Typically, Nouah explains, patients tend not to leave the clinic without exercises, “We always try to tailor it to the patient’s time, what they are capable of, and also how much pain they are in. But we want to help people be able to handle their conditions outside of the clinic. We are not trying to get people to come to our clinic every day for the rest of their lives. We want you to come in, we work with you, we bring down your pain level, but we also give you the tools so you can manage your condition at home so that you won’t always have to see us. Although we would love to see you again!”
So, why consider becoming a physiotherapist? For Nouah, she discovered physio by volunteering at a physio clinic near her home. She loved it and realized that the Muslim community is not as diverse as it could be when it comes to careers, “It is either be a doctor, be a lawyer, be an engineer, be a teacher if we are really pushing it. But that doesn’t make us a strong community. It is better if we have someone in our community who does every job, so they can be a go to person, a resource.
But in the Muslim community, particularly if you wear hijab, it is like we feel some careers are off limits for us. Because physiotherapy is seen as involving a lot of touching, I think some people may see it as a taboo for us to go into it. But the reality is that there is more touching in medicine. And the way I see it, I want to help people, and I feel that physiotherapy is really needed and it can help a lot more people at this time because of the type of conditions we are seeing people develop, particularly as they age.”
The Master program in physiotherapy that Nouah just graduate from is the first of its kind here in Canada. Anatomy, exercise prescription, and rehabilitation are just part of the program. They also focus on the cardiovascular and respiratory systems to help people breathe better, on the nervous system to support conditions such as MS or Parkinson’s, and on geriatrics to help people as they age. The last year of the program includes a lot of clinical work to provide sufficient hands-on experience for students.

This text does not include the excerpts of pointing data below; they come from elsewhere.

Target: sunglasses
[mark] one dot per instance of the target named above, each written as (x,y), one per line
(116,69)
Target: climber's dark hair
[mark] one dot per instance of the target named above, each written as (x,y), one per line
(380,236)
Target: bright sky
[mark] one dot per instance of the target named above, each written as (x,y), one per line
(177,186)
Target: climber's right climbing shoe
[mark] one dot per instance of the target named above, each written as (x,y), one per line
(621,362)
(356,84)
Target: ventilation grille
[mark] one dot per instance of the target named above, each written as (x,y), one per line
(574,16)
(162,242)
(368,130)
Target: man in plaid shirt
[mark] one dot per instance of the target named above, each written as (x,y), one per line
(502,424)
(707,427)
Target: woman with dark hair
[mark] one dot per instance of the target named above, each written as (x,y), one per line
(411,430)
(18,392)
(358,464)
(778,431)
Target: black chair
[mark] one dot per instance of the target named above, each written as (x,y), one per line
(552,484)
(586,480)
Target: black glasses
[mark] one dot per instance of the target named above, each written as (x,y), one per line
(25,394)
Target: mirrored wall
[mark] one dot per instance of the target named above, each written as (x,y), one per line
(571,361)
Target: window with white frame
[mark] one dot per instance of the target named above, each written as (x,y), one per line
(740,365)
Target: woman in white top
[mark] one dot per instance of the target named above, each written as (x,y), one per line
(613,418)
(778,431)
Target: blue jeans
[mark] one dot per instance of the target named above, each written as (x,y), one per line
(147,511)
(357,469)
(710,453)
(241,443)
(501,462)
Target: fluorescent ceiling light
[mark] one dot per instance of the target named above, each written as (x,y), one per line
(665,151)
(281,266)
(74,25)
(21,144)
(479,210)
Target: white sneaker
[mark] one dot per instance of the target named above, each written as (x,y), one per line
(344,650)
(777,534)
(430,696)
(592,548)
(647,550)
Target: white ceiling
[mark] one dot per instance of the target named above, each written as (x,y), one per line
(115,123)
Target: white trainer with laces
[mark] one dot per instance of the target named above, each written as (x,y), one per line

Nouah, who wears hijab, discusses the challenges she had while studying physiotherapy, “It is never not awkward when you wear hijab and are pursuing a career where there are not many women who wear hijab. But my professors were very supportive,” she shares, “You just have to know who you are and be a strong person. As part of our program, you have to do rounds and placements in hospitals so I can’t tell a patient, ‘I’m sorry, I can’t treat you because you are a man.’ As a healthcare professional, you can’t discriminate because of gender. If you want to be a good practitioner you need to know everybody type, you need to know what feels right or what doesn’t feel right and unless you are touch, you won’t know.”
Nouah is glad she has pursued this career because she feels it puts more Muslim women at ease who need physio treatment to receive services from another Muslim woman. “ I speak Arabic and French, as well as English, so I can offer them the support they need as a trained professional who also understand the language and the culture,” she explains.
In Ontario, most private healthcare plans including Ontario Auto Insurers and workplace injury claims cover physiotherapy. But to be eligible for physiotherapy treatment under the Ontario Health Insurance Plan (OHIP), you do have to meet certain criteria.
For Fouda, this is a concern, “But what about the people who don’t meet these criteria and don’t have the money to pay for treatment? I was able to apply to be covered to treat newly arrived Syrian refugees because many of them need physiotherapy. But we need to find a way to make physiotherapy more widely available for those who need it because it can help so many people.”